In St. Luke’s account of this story, the bulk of the conversation took place when the disciples were asleep. Luke records that Moses and Elijah “appeared in glory and spoke of His death which He was about to accomplish at Jerusalem.” Christ’s death was the central point of the prophetic word, and here the prophets were speaking of it once more with the One who was going to fulfill their prophecies, with the One who was about to die. Peter and the others did not want to hear about suffering and death. They did not want a cross for Christ; understandably, they wanted glory. But this is what they did not understand: not only would there be a cross for Jesus, but there would also be one for the disciples as well. The voice from heaven instructed Peter, James, and John to do one thing: “listen to my beloved Son.” Forget your own thoughts and plans; “listen to Him.” And while they lay quivering with fear, Jesus touched them and said, “Do not be afraid.”And then Jesus gave them the admonition: “Tell the vision to no one until the Son of Man is risen from the dead.” There would be no building of tabernacles, no staying on the mountain but there would be a resurrection from the dead, an event that would be shared by all who die in Christ and are raised to new life. The disciples might eagerly accept a glorified Jesus but they would not understand a Jesus who must die on the way to glorification. Too much emphasis on the final outcome would certainly hinder their understanding of the necessity of the cross for Jesus and eventually, for themselves.

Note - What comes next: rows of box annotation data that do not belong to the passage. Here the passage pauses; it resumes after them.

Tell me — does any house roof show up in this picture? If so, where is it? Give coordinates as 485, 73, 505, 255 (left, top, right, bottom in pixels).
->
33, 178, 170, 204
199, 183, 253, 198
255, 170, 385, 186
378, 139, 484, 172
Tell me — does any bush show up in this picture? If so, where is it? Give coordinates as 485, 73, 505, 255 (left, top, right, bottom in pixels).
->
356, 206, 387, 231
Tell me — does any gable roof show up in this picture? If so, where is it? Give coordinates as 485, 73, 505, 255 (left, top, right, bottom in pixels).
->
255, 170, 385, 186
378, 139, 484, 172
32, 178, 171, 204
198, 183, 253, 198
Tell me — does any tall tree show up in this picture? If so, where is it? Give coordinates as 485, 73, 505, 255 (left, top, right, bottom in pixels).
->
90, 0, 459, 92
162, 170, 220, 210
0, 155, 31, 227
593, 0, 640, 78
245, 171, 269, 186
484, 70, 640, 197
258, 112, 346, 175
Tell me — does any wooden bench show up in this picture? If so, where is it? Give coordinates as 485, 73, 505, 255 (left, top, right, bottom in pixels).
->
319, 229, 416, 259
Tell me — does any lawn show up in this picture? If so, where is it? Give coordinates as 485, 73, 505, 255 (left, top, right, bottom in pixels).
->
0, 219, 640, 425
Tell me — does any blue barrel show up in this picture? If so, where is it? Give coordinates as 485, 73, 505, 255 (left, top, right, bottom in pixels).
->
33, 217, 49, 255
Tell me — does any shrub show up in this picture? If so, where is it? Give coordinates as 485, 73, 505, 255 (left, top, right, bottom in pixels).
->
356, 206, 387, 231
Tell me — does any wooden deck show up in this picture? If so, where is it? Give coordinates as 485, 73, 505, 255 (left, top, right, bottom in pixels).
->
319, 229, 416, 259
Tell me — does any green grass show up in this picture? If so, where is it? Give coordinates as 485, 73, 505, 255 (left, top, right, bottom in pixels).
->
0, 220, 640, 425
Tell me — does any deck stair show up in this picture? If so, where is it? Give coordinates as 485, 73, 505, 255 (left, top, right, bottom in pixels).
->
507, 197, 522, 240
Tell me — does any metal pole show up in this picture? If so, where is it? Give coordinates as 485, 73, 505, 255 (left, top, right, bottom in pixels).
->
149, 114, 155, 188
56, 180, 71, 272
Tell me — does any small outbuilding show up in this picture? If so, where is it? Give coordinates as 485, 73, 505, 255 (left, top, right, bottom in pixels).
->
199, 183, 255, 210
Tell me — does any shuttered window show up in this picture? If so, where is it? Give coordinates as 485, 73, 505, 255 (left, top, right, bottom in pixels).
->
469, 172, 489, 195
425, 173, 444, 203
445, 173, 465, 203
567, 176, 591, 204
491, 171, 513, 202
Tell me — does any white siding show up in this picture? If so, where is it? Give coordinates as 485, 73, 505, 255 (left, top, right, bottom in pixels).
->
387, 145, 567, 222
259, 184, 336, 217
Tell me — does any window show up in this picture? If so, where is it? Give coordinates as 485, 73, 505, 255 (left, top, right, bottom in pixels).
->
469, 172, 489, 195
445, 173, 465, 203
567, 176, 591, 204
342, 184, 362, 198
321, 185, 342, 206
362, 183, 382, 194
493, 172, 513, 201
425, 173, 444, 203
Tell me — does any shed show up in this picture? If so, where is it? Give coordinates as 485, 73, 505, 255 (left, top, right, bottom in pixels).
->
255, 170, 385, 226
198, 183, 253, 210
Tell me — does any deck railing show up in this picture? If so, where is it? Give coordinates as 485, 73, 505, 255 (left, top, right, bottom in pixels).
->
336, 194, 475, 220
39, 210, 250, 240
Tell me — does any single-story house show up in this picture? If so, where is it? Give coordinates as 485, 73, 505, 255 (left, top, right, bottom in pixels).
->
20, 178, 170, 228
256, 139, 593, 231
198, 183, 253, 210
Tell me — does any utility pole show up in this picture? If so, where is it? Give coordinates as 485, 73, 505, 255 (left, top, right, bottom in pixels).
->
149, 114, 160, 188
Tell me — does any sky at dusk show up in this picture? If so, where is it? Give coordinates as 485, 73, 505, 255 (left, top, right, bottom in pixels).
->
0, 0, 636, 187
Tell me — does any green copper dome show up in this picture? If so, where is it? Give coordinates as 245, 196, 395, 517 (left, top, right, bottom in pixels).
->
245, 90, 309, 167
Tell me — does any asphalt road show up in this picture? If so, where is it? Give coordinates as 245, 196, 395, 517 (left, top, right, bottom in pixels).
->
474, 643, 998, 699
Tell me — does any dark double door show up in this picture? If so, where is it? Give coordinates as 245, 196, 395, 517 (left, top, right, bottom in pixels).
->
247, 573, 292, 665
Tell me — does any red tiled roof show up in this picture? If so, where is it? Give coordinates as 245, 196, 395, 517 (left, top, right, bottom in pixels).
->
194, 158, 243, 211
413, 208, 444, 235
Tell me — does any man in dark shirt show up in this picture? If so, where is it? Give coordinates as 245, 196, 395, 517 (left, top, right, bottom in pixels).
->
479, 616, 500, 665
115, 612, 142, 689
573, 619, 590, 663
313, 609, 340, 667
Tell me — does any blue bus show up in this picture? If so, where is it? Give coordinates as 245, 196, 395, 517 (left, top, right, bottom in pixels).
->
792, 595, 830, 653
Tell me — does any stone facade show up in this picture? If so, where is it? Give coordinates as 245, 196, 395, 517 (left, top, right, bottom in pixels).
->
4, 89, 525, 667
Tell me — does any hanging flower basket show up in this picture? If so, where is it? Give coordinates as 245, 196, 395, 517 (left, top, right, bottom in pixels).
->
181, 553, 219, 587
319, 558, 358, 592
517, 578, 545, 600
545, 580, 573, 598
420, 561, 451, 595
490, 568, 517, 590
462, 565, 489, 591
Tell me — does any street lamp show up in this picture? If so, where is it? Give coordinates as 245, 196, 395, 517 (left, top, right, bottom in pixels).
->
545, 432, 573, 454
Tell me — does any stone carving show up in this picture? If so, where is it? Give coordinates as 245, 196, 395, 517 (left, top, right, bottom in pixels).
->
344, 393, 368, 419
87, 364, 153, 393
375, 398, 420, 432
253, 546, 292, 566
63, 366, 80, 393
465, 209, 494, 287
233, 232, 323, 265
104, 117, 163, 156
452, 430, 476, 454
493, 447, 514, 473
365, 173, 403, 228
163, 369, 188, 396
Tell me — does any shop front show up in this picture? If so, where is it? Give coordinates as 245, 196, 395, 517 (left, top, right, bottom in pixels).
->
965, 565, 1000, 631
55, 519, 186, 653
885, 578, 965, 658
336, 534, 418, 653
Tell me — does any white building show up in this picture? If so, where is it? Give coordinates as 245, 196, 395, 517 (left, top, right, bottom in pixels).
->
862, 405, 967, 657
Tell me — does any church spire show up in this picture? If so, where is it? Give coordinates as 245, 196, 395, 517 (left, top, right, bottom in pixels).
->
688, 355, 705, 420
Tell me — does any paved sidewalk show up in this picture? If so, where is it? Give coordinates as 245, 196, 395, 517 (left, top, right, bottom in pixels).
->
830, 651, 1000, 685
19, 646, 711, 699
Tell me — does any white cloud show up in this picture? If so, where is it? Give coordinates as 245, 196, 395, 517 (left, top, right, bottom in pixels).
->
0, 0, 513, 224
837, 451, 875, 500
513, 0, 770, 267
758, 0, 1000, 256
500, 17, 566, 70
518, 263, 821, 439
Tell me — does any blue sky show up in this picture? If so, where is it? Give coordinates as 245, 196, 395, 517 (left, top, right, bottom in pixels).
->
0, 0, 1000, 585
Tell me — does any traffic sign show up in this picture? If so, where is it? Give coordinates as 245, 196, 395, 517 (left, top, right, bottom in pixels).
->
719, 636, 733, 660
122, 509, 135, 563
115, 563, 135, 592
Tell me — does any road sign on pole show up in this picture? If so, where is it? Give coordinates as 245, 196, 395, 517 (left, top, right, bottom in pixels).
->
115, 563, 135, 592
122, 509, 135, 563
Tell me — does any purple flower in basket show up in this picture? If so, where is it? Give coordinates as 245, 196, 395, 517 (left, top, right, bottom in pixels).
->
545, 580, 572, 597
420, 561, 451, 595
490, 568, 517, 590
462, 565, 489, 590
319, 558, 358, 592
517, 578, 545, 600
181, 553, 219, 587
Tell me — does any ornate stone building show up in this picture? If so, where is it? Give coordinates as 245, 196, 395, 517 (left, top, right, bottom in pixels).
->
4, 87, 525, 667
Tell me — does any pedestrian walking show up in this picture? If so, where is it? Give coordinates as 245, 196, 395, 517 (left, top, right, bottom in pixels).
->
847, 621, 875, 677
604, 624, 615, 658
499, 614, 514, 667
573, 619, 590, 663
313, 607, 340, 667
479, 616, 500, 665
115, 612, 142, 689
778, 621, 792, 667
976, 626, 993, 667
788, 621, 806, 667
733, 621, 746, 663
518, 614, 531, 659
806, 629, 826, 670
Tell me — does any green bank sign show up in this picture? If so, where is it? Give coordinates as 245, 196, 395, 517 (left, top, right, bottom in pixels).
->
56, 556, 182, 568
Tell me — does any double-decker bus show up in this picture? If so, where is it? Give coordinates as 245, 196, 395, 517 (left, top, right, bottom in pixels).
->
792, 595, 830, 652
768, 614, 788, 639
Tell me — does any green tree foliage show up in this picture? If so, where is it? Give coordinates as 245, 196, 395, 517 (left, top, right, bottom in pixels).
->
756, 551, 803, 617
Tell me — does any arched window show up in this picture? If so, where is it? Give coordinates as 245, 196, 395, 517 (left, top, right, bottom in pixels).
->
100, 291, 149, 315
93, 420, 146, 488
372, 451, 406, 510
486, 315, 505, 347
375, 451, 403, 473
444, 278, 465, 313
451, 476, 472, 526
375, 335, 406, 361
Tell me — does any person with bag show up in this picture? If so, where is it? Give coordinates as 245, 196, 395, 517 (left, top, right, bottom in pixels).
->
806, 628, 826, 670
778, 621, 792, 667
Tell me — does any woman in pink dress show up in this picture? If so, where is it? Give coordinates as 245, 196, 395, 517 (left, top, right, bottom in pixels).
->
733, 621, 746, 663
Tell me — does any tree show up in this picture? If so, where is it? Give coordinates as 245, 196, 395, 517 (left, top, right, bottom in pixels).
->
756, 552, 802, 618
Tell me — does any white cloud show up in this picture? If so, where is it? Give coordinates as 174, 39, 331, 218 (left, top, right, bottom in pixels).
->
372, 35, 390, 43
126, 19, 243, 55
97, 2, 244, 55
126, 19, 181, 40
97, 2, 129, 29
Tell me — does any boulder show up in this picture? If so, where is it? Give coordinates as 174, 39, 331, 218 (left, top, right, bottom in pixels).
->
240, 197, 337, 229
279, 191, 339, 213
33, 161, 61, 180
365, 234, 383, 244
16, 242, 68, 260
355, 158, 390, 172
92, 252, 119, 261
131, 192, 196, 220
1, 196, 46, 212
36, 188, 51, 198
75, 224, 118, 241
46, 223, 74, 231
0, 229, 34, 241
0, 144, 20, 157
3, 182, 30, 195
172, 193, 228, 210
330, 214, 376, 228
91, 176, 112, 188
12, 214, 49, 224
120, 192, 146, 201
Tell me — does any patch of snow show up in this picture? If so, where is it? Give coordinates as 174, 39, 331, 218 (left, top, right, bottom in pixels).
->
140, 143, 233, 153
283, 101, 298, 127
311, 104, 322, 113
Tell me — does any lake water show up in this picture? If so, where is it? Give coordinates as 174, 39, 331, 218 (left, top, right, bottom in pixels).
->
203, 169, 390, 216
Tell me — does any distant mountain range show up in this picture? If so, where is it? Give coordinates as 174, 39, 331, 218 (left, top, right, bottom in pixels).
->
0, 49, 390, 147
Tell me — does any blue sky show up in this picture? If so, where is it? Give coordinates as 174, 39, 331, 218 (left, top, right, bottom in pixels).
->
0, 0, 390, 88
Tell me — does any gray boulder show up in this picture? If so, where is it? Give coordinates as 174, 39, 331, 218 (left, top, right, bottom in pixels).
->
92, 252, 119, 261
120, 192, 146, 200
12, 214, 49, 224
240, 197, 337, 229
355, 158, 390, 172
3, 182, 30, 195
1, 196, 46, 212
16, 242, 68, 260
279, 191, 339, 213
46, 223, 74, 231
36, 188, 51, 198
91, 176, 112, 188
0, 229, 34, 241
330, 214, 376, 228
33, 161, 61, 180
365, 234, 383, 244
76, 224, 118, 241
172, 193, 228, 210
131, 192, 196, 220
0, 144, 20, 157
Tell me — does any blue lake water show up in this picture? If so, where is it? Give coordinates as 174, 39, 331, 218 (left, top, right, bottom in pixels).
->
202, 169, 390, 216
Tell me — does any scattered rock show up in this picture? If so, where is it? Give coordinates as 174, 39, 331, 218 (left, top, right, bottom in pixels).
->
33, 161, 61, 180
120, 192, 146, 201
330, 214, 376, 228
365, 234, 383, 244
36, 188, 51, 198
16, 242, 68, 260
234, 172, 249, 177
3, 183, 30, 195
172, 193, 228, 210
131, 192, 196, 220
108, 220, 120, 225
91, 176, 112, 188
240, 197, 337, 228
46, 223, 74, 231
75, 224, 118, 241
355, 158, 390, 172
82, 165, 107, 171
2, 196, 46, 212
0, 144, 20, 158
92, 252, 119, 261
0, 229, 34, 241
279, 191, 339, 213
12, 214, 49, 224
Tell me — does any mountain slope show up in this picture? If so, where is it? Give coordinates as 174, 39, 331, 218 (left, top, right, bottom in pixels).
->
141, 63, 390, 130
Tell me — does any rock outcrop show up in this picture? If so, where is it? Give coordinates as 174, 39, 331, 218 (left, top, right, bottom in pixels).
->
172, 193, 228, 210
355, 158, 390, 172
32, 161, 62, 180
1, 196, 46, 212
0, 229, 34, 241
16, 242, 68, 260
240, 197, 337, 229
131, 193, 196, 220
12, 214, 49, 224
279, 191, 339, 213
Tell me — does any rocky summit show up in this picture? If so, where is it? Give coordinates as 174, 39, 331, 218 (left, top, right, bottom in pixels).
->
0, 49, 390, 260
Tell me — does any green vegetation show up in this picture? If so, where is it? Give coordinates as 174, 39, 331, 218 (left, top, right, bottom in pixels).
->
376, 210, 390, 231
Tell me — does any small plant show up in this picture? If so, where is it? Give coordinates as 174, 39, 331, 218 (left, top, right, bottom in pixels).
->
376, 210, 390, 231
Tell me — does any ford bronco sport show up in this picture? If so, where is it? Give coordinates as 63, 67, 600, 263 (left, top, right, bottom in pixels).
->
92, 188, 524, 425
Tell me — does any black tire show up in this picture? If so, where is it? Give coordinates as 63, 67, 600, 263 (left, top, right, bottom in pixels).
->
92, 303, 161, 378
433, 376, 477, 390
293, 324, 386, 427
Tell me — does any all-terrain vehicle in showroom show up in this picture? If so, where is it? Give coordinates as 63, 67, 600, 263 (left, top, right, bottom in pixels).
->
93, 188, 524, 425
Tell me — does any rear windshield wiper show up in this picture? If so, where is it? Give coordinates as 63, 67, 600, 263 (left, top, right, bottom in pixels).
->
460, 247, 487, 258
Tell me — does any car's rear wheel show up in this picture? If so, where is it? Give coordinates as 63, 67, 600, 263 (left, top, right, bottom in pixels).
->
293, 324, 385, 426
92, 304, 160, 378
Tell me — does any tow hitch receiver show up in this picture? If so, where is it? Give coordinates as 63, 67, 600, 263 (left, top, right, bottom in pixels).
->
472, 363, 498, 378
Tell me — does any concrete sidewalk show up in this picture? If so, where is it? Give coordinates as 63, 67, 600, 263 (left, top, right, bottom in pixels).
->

Consider Cross or Glory? They do not mean the same thing nor are they mutually exclusive. The cross does not fit well with our vision of glory yet it is the only way that glory can be revealed. It does not fit well with our vision of who God should be. Surely, to be trapped in this way of thinking will never lead to glory; it will never satisfy, because as difficult as crosses are, they are at the heart of what it means to follow Christ. The transfigured body of Christ must have left the three disciples with an indelible picture of what deity truly means. This manifestation of divinity through the transformation of His humanity must have solidified their belief in their “Christ” even though they could not understand this plan of God. The transfiguration is a statement that through the incarnation, human beings can be transformed into the likeness of God and thus flower to full humanity.
And just as quickly as the event took shape, the vision of Moses and Elijah was suddenly gone. Our Lord’s clothing returned to normal. The features of His face no longer shone with the glory of God. The three friends needed to return to the familiar place of everyday living, but they must have done so with an increased awareness of what transfiguration meant for them. They, like us, were to continue the journey, to walk through life together, sometimes on the mountaintop of understanding and at other times, reaching out a hand to assure one another as they walked through the darkness of the valley. But in the end, they knew and passed the knowledge on to us that it’s the relationships that make us better; it’s our commitment to make a difference that will bring about personal transformation and it is our belief in the power of transfiguration that will make our faith stronger.